Was jede Rechnung enthalten muss
Mindestens: das Wort „Rechnung" und eine eindeutige Rechnungsnummer; deinen Namen oder Firmennamen mit Kontaktdaten; die Angaben des Kunden; das Rechnungsdatum und ein Fälligkeitsdatum; eine aufgeschlüsselte Liste der Leistungen mit Mengen und Preisen; Zwischensumme, etwaige Steuer und den Gesamtbetrag; sowie klare Zahlungshinweise. Eine fehlende Rechnungsnummer oder ein fehlendes Fälligkeitsdatum ist der häufigste Grund, warum eine Rechnung nachgefragt oder verspätet bezahlt wird.
Wenn du Steuer berechnest — Umsatzsteuer, Mehrwertsteuer oder Vorsteuer — zeige sie als eigene Zeile mit dem Satz und gib die Steuernummer an, die du angeben musst. Bei grenzüberschreitenden Aufträgen nenne die Währung ausdrücklich, damit keine Unklarheit entsteht.

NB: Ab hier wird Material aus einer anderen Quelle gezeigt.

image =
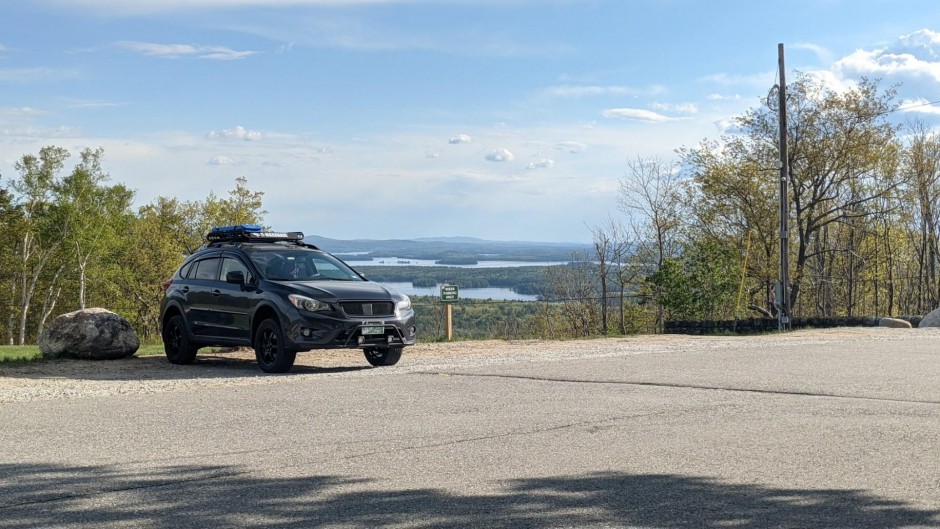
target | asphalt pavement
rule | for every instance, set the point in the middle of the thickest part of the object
(716, 433)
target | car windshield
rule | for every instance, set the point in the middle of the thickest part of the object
(298, 264)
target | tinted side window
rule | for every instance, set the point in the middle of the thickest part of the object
(231, 264)
(187, 269)
(207, 269)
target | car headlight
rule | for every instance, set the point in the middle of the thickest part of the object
(403, 304)
(305, 303)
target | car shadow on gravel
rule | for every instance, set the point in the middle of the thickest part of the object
(49, 495)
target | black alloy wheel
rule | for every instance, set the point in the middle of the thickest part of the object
(175, 343)
(269, 348)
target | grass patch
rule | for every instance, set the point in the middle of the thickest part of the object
(19, 353)
(14, 354)
(150, 349)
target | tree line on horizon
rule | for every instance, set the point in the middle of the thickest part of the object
(698, 238)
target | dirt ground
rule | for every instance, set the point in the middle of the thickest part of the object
(153, 374)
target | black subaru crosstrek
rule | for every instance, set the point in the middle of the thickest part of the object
(279, 295)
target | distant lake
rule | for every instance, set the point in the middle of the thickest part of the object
(494, 293)
(398, 261)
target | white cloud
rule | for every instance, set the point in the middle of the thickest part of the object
(238, 133)
(499, 155)
(222, 160)
(177, 51)
(680, 108)
(634, 114)
(544, 163)
(913, 60)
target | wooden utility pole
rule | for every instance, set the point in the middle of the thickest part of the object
(783, 288)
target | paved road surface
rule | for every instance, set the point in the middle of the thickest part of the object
(804, 430)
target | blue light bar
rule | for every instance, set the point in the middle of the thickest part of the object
(250, 232)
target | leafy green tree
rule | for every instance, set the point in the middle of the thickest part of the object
(843, 159)
(94, 217)
(701, 284)
(38, 227)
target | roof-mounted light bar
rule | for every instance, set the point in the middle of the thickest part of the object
(250, 232)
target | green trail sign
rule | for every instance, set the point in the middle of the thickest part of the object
(449, 293)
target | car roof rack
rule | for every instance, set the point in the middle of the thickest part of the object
(251, 233)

Nummerierung und Zahlungsbedingungen
Verwende fortlaufende Rechnungsnummern (zum Beispiel RE-0001, RE-0002), damit du und dein Kunde sie referenzieren können und deine Buchhaltung sauber bleibt. Formuliere die Zahlungsbedingungen aus — „fällig innerhalb von 14 Tagen", akzeptierte Zahlungsmethoden und ein Hinweis auf verspätete Zahlung — statt sie nur anzudeuten.
Ein Rechnungsgenerator übernimmt Layout und Berechnung für dich: Du trägst die Posten ein, und er erstellt eine ordentliche, einheitliche PDF mit berechneten Summen, versandbereit. Da er im Browser läuft, werden die Angaben zu deinem Kunden und deine Preise nie hochgeladen.